The particular reporter whose actions provoked this journalistic soul searching is Dr. Sanjay Gupta, the chief medical correspondent for CNN. Gupta administered medical care to the sick and the injured in Haiti while also reporting the news of their conditions.
Interchangeably dressed in a grey T-shirt or a black button-down, CNN's Dr. Sanjay Gupta has spent the past seven days and seven nights amid Haiti's ruins, at times abandoning the microphone and bright lights for gauze and a scalpel. …
Since he arrived in Haiti last Wednesday, Dr. Gupta has treated a 15-day-old Haitian girl whose mother perished in the earthquake, single-handedly staffed a field hospital after a Belgian medical team left the site over security concerns and, most recently, performed brain surgery on a 12-year-old Haitian girl aboard the USS Carl Vinson, which is anchored off the coast of Port-au-Prince….
Between surgeries, impromptu consults, administering antibiotics and changing IV drips, Dr. Gupta — who was unavailable for an interview — has been filing regular field reports and interviewed U.S. Secretary of State Hillary Clinton over the weekend.
In an article in the Washington Post, correspondent Ian Shapira picks up on the question originally asked by another WaPo journalist, Paul Farhi and elaborates on his own feelings about Gupta's dual role as a reporter and medic.
Today, The Washington Post's Paul Farhi poses a provocative question on journalism ethics: Are reporters with backgrounds in medicine being show-offs when they simultaneously report on a disaster and administer care?
This debate has emerged in the aftermath of Haiti's quake; journalism's longstanding traditions dictate that we are supposed to be primarily observers, and that we should intervene in events only when necessary. Admittedly, reporters tend to take themselves a little too seriously — with a dose of self-righteousness — believing that we should not interfere in a story because we would interrupt the narrative's natural rhythms. But in the case of Haiti, or in any other crisis, reporters often discard those mandates.
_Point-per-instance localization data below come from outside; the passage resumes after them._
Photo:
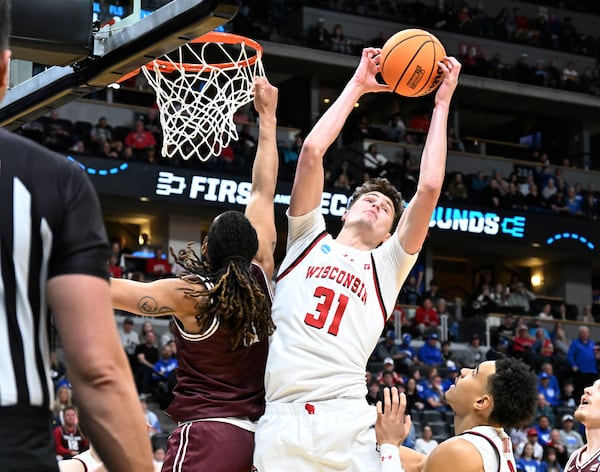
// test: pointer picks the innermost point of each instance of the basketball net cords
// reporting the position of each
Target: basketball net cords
(196, 108)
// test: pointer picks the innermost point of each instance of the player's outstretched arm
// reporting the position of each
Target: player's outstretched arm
(414, 223)
(99, 371)
(260, 209)
(162, 297)
(309, 179)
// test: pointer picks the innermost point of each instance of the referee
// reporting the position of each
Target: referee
(54, 253)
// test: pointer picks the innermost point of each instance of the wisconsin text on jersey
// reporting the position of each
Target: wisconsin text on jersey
(340, 276)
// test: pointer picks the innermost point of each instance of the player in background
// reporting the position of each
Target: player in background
(586, 458)
(487, 400)
(54, 258)
(333, 296)
(223, 319)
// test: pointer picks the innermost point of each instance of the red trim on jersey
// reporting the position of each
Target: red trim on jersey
(378, 290)
(492, 443)
(302, 255)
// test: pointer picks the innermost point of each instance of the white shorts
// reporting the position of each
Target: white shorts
(325, 436)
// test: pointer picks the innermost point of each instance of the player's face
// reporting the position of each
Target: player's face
(374, 210)
(588, 411)
(468, 386)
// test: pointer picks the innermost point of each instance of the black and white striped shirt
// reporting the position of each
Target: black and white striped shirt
(50, 224)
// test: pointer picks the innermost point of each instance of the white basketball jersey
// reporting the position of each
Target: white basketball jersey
(495, 447)
(331, 304)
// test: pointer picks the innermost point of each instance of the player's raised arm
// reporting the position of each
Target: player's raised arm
(414, 223)
(260, 209)
(309, 179)
(162, 297)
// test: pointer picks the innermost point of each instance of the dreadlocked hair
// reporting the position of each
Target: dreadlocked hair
(236, 299)
(382, 185)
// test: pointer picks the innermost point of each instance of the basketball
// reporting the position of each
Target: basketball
(409, 62)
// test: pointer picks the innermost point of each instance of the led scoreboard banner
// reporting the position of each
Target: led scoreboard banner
(197, 187)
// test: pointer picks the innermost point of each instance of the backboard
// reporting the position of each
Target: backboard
(128, 34)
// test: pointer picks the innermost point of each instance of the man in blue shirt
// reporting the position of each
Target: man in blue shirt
(582, 359)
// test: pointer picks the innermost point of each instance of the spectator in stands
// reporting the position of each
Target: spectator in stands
(409, 294)
(433, 292)
(573, 202)
(484, 303)
(522, 345)
(549, 189)
(571, 438)
(507, 330)
(389, 367)
(478, 183)
(387, 348)
(163, 376)
(158, 266)
(100, 133)
(473, 354)
(375, 163)
(158, 458)
(64, 398)
(129, 340)
(544, 428)
(426, 443)
(457, 190)
(318, 37)
(551, 394)
(558, 202)
(513, 199)
(570, 77)
(426, 318)
(373, 392)
(151, 418)
(449, 358)
(582, 359)
(536, 452)
(57, 368)
(536, 325)
(500, 297)
(533, 200)
(68, 439)
(414, 401)
(396, 129)
(407, 355)
(57, 132)
(430, 353)
(139, 139)
(339, 42)
(590, 207)
(146, 355)
(491, 196)
(520, 297)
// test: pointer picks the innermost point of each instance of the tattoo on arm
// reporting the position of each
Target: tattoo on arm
(149, 306)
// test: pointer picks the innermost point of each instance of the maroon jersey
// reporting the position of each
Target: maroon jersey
(213, 381)
(575, 463)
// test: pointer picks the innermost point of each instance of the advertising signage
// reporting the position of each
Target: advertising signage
(198, 187)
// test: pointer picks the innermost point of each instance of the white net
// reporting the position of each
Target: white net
(198, 89)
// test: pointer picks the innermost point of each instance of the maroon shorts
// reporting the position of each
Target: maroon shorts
(209, 445)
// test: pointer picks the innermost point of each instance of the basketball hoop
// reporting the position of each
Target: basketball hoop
(199, 87)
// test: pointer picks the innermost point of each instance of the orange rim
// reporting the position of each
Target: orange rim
(211, 37)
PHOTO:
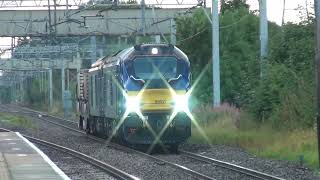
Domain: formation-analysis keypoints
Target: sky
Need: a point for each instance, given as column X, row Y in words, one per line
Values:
column 274, row 10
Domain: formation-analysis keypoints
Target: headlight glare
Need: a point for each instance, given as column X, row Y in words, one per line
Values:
column 181, row 102
column 133, row 104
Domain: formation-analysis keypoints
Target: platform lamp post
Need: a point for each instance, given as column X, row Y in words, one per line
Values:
column 317, row 35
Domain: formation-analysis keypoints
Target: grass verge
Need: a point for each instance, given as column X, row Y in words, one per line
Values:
column 16, row 120
column 227, row 127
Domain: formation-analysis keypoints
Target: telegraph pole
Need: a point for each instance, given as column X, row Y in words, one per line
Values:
column 215, row 54
column 317, row 12
column 263, row 36
column 143, row 18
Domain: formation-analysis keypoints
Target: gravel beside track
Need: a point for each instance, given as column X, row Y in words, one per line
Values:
column 73, row 167
column 238, row 156
column 154, row 170
column 129, row 162
column 208, row 169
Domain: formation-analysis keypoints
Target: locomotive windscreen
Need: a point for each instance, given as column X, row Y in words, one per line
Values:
column 155, row 67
I confess that when I saw the CNN reporter Sanjay Gupta caring for a baby in Haiti, dealing with the child's head wound, I cringed. I thought he had an ulterior motive, that he was trying to boost CNN's flagging ratings by sending a message to audiences back home: CNN tells great stories, but CNN also saves lives! One can't help but feel that major media organizations possess a kind of lust for these disasters, with their built-in storylines, and that the onslaught of reporters is taking up so much precious space and resources, as The New Republic's Noam Scheiber recently argued..
But, the more I thought about the extreme circumstances of Haiti's situation — the seeming lack of government and scant supply of medical workers — the more my cynicism receded and the more I thought Gupta and others like him have been doing the right thing. Haiti needs help. Reporters can tell stories and show the images to help boost sympathy and donor dollars; and, in the cases of those who are qualified, administer medical aid.